Then ‘Property’ will be identified as the entity which the user is talking about. If none of the entities has a match ratio above the threshold, then the program prompts the user to re-enter the entity. For example, if the threshold in the above example is set to 80, then we see that none of the entities actually has a match ratio above 80 and hence the user is prompted to re-enter his input. The concept of fuzzy match ratio is used for dealing with spelling mistakes in the user’s input.

  • Audio transcription

Audio transcription is the process of converting an audio file to written text. Several pre-trained models are available in various languages in Python for audio transcription. In this project, I have used pydub and speech recognition libraries. The audio message sent on WhatsApp is transferred in the form of .ogg files. However, the Python libraries in use accept only .wav files. So, initially, we convert the received .ogg files to .wav files. The second important step is Audio Segmentation. Audio Segmentation is the process of breaking the audio files into chunks based on the pause between two words in the sentence. This helps to analyze the meaning of the sentence precisely and increases the accuracy of the system. In this way, the audio message is converted to plain text and further analysis is carried out in the same way as mentioned above.

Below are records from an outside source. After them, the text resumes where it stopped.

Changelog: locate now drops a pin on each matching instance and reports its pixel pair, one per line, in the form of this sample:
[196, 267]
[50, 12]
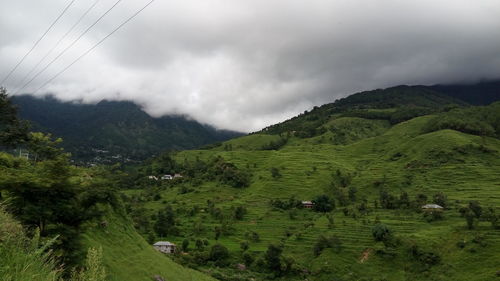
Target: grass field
[400, 158]
[127, 256]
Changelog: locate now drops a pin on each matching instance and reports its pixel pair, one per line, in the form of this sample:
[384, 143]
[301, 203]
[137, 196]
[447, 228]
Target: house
[307, 204]
[166, 177]
[432, 207]
[165, 247]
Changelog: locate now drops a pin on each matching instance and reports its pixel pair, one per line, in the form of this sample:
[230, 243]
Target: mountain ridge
[111, 131]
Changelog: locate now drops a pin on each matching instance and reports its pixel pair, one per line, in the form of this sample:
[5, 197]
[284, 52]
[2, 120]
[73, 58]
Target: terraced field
[400, 158]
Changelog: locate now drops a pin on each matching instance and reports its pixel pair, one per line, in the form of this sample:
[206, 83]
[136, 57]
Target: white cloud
[246, 64]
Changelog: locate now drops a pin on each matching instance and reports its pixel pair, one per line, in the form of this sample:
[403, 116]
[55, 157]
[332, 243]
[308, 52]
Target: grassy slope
[445, 160]
[128, 257]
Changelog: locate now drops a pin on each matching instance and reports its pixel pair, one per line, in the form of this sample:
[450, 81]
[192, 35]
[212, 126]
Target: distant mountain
[482, 93]
[396, 104]
[113, 131]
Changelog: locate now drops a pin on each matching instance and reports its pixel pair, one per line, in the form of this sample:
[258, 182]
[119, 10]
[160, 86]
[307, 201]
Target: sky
[246, 64]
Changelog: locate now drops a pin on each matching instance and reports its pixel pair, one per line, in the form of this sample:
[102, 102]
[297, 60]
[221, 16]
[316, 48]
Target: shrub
[323, 203]
[239, 212]
[381, 232]
[219, 254]
[244, 245]
[324, 242]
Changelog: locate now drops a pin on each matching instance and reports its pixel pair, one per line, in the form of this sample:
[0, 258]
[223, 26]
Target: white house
[165, 247]
[307, 204]
[166, 177]
[432, 207]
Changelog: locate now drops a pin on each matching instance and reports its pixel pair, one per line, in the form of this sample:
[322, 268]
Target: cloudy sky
[246, 64]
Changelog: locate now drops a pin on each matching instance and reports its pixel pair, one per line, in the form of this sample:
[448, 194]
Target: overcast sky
[246, 64]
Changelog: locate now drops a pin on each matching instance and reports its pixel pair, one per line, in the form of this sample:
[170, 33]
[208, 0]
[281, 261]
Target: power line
[58, 42]
[95, 46]
[38, 41]
[68, 47]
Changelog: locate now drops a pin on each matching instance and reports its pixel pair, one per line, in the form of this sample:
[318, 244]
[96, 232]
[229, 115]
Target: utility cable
[36, 43]
[68, 47]
[57, 44]
[95, 46]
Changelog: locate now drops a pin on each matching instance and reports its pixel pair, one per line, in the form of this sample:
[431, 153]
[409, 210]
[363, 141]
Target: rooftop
[163, 243]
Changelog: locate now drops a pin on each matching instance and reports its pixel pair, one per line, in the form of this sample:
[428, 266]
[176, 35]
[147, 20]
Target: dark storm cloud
[247, 64]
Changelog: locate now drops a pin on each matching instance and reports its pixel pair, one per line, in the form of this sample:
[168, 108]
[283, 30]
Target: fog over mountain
[243, 65]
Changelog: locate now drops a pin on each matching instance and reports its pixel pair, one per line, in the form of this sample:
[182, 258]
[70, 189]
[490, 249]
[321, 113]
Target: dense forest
[110, 131]
[392, 184]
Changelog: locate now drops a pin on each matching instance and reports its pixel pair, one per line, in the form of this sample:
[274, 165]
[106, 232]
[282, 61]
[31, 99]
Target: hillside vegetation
[110, 131]
[237, 211]
[61, 222]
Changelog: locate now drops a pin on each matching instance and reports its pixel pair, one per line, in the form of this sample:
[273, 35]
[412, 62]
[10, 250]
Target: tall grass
[27, 259]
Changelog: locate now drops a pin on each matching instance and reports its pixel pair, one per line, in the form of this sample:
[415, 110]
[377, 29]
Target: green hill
[114, 131]
[128, 257]
[374, 170]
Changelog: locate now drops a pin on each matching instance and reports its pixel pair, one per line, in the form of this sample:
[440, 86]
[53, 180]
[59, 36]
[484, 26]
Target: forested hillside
[110, 132]
[369, 163]
[62, 222]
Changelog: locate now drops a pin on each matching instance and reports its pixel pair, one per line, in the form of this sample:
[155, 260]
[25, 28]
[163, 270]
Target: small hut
[432, 207]
[165, 247]
[307, 204]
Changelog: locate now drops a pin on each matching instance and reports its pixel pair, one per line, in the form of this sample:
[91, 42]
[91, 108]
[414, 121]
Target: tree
[185, 245]
[239, 212]
[381, 232]
[476, 208]
[273, 257]
[199, 245]
[165, 222]
[12, 130]
[404, 200]
[324, 242]
[275, 173]
[218, 254]
[440, 199]
[387, 200]
[469, 218]
[352, 193]
[244, 245]
[43, 147]
[323, 203]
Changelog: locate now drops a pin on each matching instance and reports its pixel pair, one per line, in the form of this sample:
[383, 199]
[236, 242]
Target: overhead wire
[57, 43]
[94, 46]
[36, 43]
[68, 47]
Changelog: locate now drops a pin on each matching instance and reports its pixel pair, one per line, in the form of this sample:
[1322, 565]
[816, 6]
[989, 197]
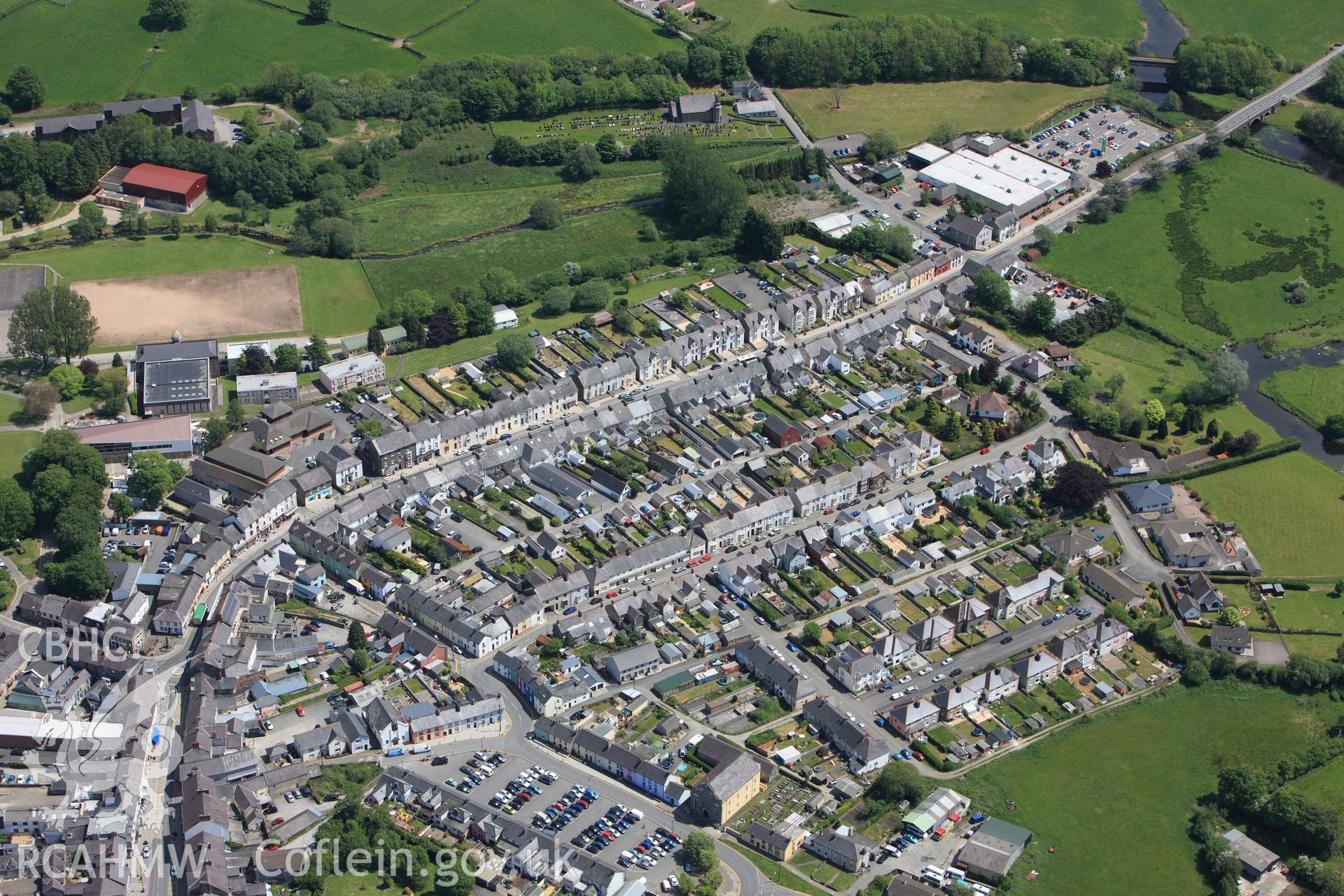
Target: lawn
[1301, 30]
[1288, 508]
[1230, 234]
[14, 447]
[1310, 393]
[335, 295]
[1160, 755]
[911, 111]
[1114, 19]
[1151, 367]
[543, 27]
[522, 253]
[1313, 609]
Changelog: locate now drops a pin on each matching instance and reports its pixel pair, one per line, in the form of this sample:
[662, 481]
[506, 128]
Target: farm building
[166, 188]
[169, 435]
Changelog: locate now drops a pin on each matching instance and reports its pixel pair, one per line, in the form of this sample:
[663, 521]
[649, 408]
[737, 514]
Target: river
[1264, 407]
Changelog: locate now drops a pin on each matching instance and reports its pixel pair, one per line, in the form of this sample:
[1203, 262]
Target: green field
[14, 447]
[543, 27]
[1242, 227]
[225, 42]
[1310, 393]
[1151, 367]
[1129, 780]
[911, 111]
[1114, 19]
[1289, 508]
[523, 253]
[1301, 30]
[1313, 609]
[335, 295]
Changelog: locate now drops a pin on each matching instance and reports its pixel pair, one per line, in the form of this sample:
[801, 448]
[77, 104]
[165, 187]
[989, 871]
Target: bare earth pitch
[219, 302]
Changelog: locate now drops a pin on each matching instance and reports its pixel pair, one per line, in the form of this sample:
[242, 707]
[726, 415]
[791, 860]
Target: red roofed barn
[169, 188]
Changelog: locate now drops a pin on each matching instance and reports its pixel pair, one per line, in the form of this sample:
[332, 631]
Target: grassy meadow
[1301, 30]
[913, 111]
[1119, 20]
[1289, 508]
[1310, 393]
[1246, 227]
[1139, 770]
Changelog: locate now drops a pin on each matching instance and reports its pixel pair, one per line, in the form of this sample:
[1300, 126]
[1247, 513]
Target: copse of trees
[926, 49]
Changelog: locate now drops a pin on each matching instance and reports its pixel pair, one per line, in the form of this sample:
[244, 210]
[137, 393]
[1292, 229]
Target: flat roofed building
[360, 370]
[178, 378]
[169, 435]
[1006, 181]
[264, 388]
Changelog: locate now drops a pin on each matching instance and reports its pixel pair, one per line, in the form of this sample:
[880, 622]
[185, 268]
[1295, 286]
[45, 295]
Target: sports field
[1289, 508]
[1301, 30]
[1119, 20]
[1138, 770]
[335, 296]
[1206, 257]
[1310, 393]
[225, 42]
[543, 27]
[218, 302]
[911, 111]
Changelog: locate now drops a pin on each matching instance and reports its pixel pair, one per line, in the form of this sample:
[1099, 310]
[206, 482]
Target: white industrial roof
[1008, 176]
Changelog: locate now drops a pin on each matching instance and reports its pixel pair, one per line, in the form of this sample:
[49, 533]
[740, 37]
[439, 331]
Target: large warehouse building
[169, 435]
[993, 171]
[166, 188]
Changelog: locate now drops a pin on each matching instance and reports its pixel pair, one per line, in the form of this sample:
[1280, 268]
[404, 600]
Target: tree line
[925, 49]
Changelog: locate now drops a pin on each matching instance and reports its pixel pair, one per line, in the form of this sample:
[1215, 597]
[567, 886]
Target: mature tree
[760, 238]
[593, 296]
[121, 507]
[84, 575]
[1040, 314]
[699, 852]
[257, 360]
[582, 164]
[1155, 174]
[1078, 486]
[881, 144]
[24, 89]
[67, 381]
[992, 290]
[901, 780]
[39, 399]
[152, 477]
[515, 351]
[555, 301]
[699, 190]
[17, 514]
[1043, 238]
[217, 430]
[89, 225]
[169, 14]
[288, 360]
[1334, 428]
[547, 214]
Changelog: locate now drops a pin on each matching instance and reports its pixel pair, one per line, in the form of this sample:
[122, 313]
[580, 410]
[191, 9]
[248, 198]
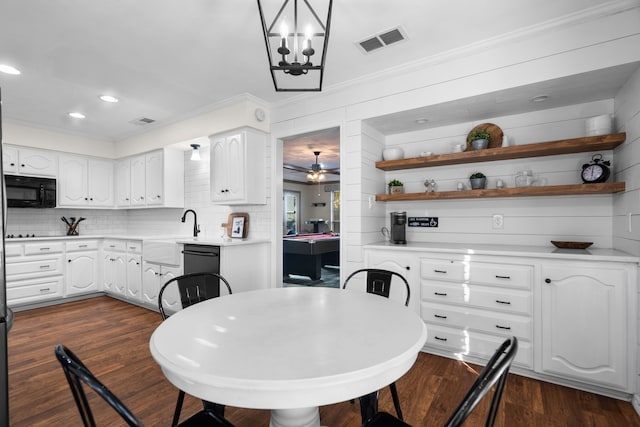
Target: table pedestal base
[299, 417]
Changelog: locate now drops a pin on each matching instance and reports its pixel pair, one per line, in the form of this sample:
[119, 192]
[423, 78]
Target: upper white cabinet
[152, 179]
[28, 161]
[85, 182]
[238, 168]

Bill payment chatbot working:

Complaint classification chatbot working:

Type & Search API

In the existing version of the chatbot, the user has to select his/her city from a drop-down menu by visiting the mSeva website. This significantly reduces user convenience as the user is required to constantly switch pages. Thus, we have implemented an algorithm which uses fuzzy matching and pattern recognition to recognize the city input by the user. A list comprising all the city names in English, Punjabi and Hindi was used as a reference tool for this project. Based on the user input, the cities having the highest match ratio with the input are being returned as the output list to select from. The user should then enter the option number of his /her desired city. If the user does not find their city in the list, he/she can go back to the main menu and start all over again. This API works in Hindi and Punjabi as well. A one-time integration was done with WhatsApp using the GupShup platform. Here are some snapshots of the type and search API.

Scope & Limitations

As evident from the above discussions, we are now able to:

  1. Classify user intent and recognize entities for facilitating bill payments/ receipt retrievals in multiple languages.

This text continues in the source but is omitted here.